While the matches are sure to generate billions of viewers the question remains – in this fractured media landscape will the World Cup, and sports as a whole, manage to remain the media and advertising powerhouse it has historically been?
Initial numbers throughout Europe seem to show that viewership will be down from the last World Cup.
The opening-night match of Russia vs Saudi brought in 9.5 million German viewers – well below the 15.9 million that watched the kickoff between Brazil and Croatia in 2014. Similar patterns emerged in France, which had 4 million viewers this year – a decline from 8.7 million in 2014. The British had just over 5 million viewers this year, which was a 7 million-viewer decline from the twelve million fans that watched the opening match in 2014.

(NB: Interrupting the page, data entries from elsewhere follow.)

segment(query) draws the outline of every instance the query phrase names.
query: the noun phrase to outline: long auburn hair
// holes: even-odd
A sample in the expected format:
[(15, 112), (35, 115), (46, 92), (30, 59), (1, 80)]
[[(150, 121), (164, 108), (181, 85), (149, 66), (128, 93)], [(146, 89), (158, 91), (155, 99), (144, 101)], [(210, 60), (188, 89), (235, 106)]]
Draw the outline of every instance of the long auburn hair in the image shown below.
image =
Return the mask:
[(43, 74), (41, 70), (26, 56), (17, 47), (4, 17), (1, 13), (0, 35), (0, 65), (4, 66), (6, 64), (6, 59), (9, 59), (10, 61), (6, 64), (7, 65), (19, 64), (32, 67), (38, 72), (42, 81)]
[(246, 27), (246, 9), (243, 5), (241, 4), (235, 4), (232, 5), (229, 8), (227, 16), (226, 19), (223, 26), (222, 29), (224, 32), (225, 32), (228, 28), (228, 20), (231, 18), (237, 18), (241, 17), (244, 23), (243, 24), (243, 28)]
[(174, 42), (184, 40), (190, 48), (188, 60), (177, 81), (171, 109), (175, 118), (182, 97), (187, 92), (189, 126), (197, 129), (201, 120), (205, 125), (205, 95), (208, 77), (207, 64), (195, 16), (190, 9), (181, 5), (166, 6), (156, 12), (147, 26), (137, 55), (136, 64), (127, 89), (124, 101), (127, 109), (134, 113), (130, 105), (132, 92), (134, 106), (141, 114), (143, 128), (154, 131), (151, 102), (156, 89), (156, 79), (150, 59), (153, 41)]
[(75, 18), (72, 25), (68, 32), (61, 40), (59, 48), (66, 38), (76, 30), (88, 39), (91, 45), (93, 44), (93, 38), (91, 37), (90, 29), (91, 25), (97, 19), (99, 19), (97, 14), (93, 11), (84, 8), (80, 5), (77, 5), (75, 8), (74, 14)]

Brands are paying big bucks to be aligned with the world’s largest sporting event – according to reports this year’s World Cup show the is set to generate $6.1 billion in revenue, which is $1.3 billion more than the last World Cup in 2014.
The massive awareness and global viewership that the World Cup draws is a unique event and there’s nothing else like it, and, I can understand why brands would tap into these events to advertise. However, I think its clear that the influence of sports as a whole is dwindling – digital influencers, e-sports, and e-sports athletes are chipping away at the market-share of traditional sports.
Sports viewership as a whole is declining (at least on TV).
The NFL saw the 2018 Super Bowl down from a year ago, 8 out of 10 playoff games were down, and pregame viewership was down. Nascar is seeing their fans age out (the average fan is in their late 50’s), and has seen a 45% decline in viewership since 2005.
More than half the MLB’s markets have seen a significant decline in viewers with the Miami Marlins seeing the biggest – a 30% drop. Even the NBA has seen sharp drop in viewership. The 2016-2017 season saw local ratings for 27 of the 30 NBA teams drop and 15 of those experienced double-digit decreases.
Over the years more options have become available to viewers – this could mean that viewers still love their sports and their teams but choose to watch them later or read about them online. However, I think we’re seeing a significant amount of market share being wrestled away from sports entirely.
I think that traditional sports are akin to Gillette, before Dollar Shave Club first came on the scene. Previously, they both had a monopoly – then overnight there was a direct to consumer alternative. In this analogy the alternative is e-sports.
More support for this theory is that digital stars have already surpassed traditional athletes in terms of social media popularity.
The Rise of Digital Stars and Athletes
In April, Tyler “Ninja” Blevins, the famed Twitch gamer/e-sports athlete is now the most engaged athlete on social media. With over 10 million YouTube subscribers and nearly 8 million Twitch followers he’s become a social media phenom, and he’s hardly alone. 8 of the top 10 most recognizable celebs amongst teens today are digital stars. To top it off live sports viewership is declining – the NFL has seen their average per-game audience decline by 17 percent since 2015.
With individual digital influencers building audiences and engagement that rivals traditional celebrity/athletes and TV networks in viewership – this brings up more questions than answers.
What does the mean for the future of sports? Will e-sports games soon overtake the Super Bowl and World Cup in viewership? How will media and advertising dollars shift?